Recently, we reported on a series of arylpiperazines 4 which exhibit high affinity for the serotonin 5-HT-1A and 5-HT-1B binding sites. Although these compounds interact weakly with dopamine D-1 and D-2 receptors, they are reasonably potent in inhibiting conditioned avoidance responding (CAR) in the rat, an indication of potential antipsychotic activity. Conversion of these arylpiperazines to pyrrole Mannich bases has provided a series of compounds (10-44) which exhibit potent inhibition of CAR when given po and have strong affinity for both the D-2 and 5-HT-1A binding sites. Some of these agents also fail to produce catalepsy. The D-2 binding data and the block of CAR suggest that they are potential antipsychotic agents and the lack of cataleptogenic potential suggests some might possess less liability for producing extrapyramidal side effects and tardive dyskinesias in man.

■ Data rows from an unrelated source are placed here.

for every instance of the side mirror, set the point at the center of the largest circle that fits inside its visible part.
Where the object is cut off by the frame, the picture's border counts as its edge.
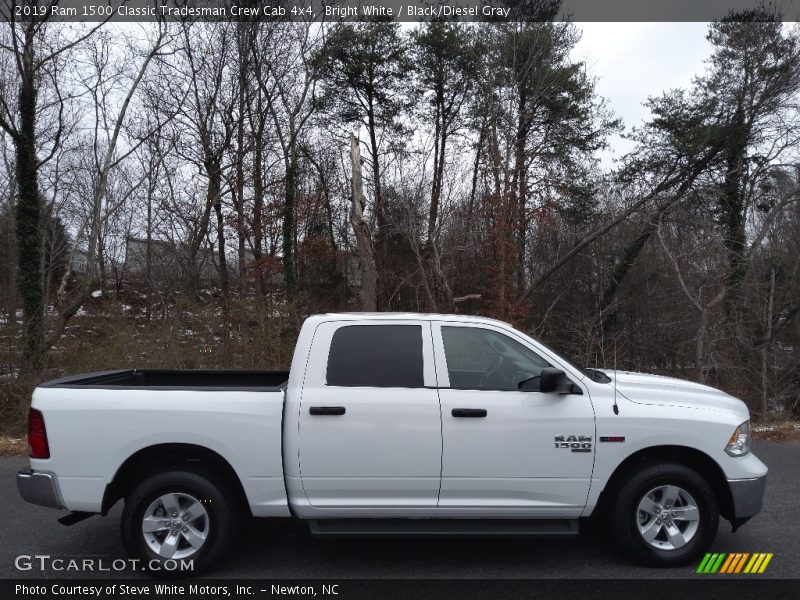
(554, 380)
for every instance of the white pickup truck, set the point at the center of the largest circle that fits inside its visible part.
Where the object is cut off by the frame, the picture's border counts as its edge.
(396, 424)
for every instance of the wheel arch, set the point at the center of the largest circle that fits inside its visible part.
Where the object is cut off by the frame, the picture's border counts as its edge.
(692, 458)
(169, 456)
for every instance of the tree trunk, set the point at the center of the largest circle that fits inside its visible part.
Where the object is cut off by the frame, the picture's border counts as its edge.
(366, 250)
(765, 346)
(28, 218)
(288, 217)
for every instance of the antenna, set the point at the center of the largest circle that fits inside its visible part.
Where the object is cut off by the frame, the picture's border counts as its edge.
(616, 407)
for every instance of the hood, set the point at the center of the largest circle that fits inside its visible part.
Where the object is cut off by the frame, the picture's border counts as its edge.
(669, 391)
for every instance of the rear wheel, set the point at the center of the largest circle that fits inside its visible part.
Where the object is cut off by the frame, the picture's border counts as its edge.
(665, 515)
(179, 523)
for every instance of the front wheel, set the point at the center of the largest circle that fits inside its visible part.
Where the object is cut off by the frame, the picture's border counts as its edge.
(665, 515)
(179, 523)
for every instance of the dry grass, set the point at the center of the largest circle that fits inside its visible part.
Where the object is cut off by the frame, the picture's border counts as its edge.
(784, 431)
(13, 446)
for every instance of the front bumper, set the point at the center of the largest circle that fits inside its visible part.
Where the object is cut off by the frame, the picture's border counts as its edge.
(748, 498)
(39, 488)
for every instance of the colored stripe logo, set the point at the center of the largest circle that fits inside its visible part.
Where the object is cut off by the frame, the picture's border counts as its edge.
(734, 562)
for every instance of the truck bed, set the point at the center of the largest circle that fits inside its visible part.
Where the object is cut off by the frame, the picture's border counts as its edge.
(187, 379)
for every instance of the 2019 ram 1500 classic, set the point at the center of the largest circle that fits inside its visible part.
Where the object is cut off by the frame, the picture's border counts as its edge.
(396, 424)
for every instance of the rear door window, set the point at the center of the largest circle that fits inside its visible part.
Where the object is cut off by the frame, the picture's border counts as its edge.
(376, 356)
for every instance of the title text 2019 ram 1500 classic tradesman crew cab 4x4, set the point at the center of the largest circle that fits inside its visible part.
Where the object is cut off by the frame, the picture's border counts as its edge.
(396, 423)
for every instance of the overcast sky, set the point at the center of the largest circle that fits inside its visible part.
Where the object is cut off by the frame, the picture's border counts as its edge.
(632, 61)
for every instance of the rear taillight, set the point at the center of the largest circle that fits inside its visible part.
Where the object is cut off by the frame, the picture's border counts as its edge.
(37, 435)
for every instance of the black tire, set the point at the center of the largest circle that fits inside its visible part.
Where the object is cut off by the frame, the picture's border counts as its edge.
(625, 518)
(189, 483)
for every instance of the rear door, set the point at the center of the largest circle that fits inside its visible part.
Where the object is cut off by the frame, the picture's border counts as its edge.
(370, 424)
(500, 454)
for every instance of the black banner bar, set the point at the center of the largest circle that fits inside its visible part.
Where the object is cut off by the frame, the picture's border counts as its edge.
(703, 586)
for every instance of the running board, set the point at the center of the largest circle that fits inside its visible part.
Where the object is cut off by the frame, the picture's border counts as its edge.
(444, 527)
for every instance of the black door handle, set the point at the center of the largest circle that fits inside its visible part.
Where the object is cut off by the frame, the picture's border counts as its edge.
(326, 410)
(469, 412)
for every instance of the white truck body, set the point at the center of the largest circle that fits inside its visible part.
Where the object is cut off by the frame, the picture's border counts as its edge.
(395, 451)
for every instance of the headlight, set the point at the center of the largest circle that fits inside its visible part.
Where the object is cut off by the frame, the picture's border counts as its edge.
(739, 444)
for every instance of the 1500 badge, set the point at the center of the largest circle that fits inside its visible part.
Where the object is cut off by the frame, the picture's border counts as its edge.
(576, 443)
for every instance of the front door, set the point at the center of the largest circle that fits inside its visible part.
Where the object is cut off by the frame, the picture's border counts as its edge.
(500, 452)
(370, 426)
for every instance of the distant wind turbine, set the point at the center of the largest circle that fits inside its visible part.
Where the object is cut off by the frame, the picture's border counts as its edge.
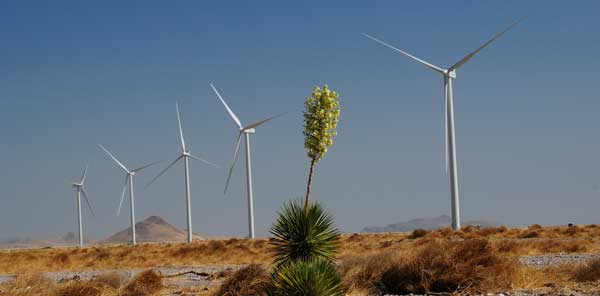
(128, 179)
(185, 155)
(80, 189)
(246, 130)
(449, 75)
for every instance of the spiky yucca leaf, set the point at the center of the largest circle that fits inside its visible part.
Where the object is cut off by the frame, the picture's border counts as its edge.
(307, 278)
(301, 234)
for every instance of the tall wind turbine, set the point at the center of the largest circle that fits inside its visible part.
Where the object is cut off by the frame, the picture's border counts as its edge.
(185, 155)
(246, 131)
(80, 189)
(128, 180)
(449, 75)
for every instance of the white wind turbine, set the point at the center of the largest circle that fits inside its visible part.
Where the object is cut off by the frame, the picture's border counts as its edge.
(80, 189)
(128, 180)
(449, 75)
(185, 155)
(246, 130)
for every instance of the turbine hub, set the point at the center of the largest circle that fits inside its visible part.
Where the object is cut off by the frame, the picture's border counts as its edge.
(451, 74)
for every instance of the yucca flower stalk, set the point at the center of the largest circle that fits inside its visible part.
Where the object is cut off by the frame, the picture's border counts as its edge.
(320, 123)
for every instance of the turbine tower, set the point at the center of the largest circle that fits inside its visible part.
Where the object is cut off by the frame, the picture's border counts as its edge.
(128, 180)
(80, 189)
(246, 131)
(449, 75)
(185, 155)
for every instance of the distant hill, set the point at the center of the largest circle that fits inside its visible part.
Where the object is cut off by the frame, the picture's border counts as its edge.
(424, 223)
(152, 229)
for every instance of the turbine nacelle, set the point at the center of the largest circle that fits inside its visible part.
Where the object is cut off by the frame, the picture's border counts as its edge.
(450, 74)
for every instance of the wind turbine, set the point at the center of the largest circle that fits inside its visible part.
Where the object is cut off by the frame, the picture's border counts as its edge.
(128, 179)
(185, 155)
(449, 75)
(80, 189)
(246, 130)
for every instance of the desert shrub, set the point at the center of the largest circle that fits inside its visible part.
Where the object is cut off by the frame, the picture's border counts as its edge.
(529, 234)
(112, 279)
(303, 234)
(489, 231)
(535, 226)
(28, 284)
(417, 233)
(145, 283)
(79, 289)
(588, 272)
(363, 273)
(316, 277)
(62, 258)
(572, 231)
(248, 281)
(450, 266)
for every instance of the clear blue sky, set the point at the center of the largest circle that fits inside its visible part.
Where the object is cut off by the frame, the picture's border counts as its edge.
(73, 75)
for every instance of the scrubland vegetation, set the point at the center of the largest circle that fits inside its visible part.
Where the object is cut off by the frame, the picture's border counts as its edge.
(443, 260)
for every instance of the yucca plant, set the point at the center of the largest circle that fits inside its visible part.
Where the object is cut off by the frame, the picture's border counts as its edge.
(307, 278)
(303, 234)
(320, 123)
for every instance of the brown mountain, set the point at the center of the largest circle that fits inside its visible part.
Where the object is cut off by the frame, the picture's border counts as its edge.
(152, 229)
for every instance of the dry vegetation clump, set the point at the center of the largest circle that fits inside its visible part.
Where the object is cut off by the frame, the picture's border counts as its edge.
(588, 272)
(435, 266)
(79, 289)
(417, 233)
(448, 266)
(37, 284)
(249, 281)
(145, 283)
(29, 284)
(542, 246)
(112, 279)
(239, 251)
(363, 273)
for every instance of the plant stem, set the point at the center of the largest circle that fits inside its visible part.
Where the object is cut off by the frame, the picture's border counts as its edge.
(312, 167)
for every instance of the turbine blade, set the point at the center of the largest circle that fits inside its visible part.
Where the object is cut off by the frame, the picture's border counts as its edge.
(145, 166)
(87, 200)
(83, 175)
(262, 121)
(434, 67)
(163, 171)
(475, 52)
(446, 152)
(237, 121)
(114, 158)
(202, 160)
(237, 147)
(180, 129)
(123, 194)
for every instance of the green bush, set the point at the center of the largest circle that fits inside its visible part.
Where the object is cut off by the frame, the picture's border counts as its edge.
(300, 234)
(307, 278)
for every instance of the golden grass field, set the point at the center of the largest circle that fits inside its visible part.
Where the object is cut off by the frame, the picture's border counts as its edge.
(485, 258)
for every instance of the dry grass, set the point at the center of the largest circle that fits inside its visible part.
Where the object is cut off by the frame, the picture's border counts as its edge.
(587, 272)
(435, 266)
(249, 281)
(111, 284)
(239, 251)
(146, 283)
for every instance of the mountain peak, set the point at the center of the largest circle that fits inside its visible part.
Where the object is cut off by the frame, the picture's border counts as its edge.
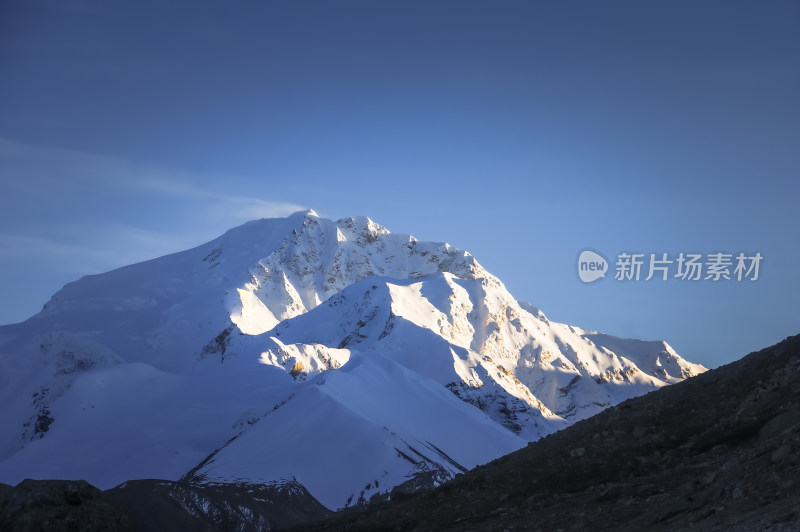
(243, 338)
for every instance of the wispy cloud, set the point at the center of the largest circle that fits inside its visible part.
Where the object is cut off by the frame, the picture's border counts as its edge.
(30, 167)
(89, 212)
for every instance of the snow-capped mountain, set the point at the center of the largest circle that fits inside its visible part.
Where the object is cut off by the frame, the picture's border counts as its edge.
(334, 354)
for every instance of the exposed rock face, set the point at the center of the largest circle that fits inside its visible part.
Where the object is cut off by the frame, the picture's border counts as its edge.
(720, 451)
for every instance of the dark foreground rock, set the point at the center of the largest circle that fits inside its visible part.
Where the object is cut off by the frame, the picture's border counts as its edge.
(59, 506)
(155, 506)
(720, 451)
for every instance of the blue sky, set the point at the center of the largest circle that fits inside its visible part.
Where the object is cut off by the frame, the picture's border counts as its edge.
(522, 132)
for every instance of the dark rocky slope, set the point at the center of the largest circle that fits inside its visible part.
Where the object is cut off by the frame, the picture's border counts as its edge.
(720, 451)
(154, 506)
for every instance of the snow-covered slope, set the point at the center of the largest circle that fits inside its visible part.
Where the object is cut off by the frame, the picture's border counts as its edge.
(337, 353)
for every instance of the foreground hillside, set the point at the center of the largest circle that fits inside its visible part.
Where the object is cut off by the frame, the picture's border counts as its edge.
(720, 451)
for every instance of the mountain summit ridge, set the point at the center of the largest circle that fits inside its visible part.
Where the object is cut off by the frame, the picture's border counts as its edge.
(270, 338)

最近,我们报道了一系列对血清素5-HT-1A和5-HT-1B结合位点具有高亲和力的芳基哌嗪4。尽管这些化合物与多巴胺D-1和D-2受体的相互作用较弱,但它们在抑制大鼠条件性回避反应(CAR)方面相当有效,这表明它们具有潜在的抗精神病活性。将这些芳基哌嗪转化为吡咯曼尼希碱得到了一系列化合物(10-44),这些化合物口服给药时对CAR具有强效抑制作用,并且对D-2和5-HT-1A结合位点都具有很强的亲和力。其中一些药物也不会产生僵住症。D-2结合数据和对CAR的阻断表明它们是潜在的抗精神病药物,而缺乏致僵住症的潜力表明其中一些药物在人类中产生锥体外系副作用和迟发性运动障碍的可能性较小。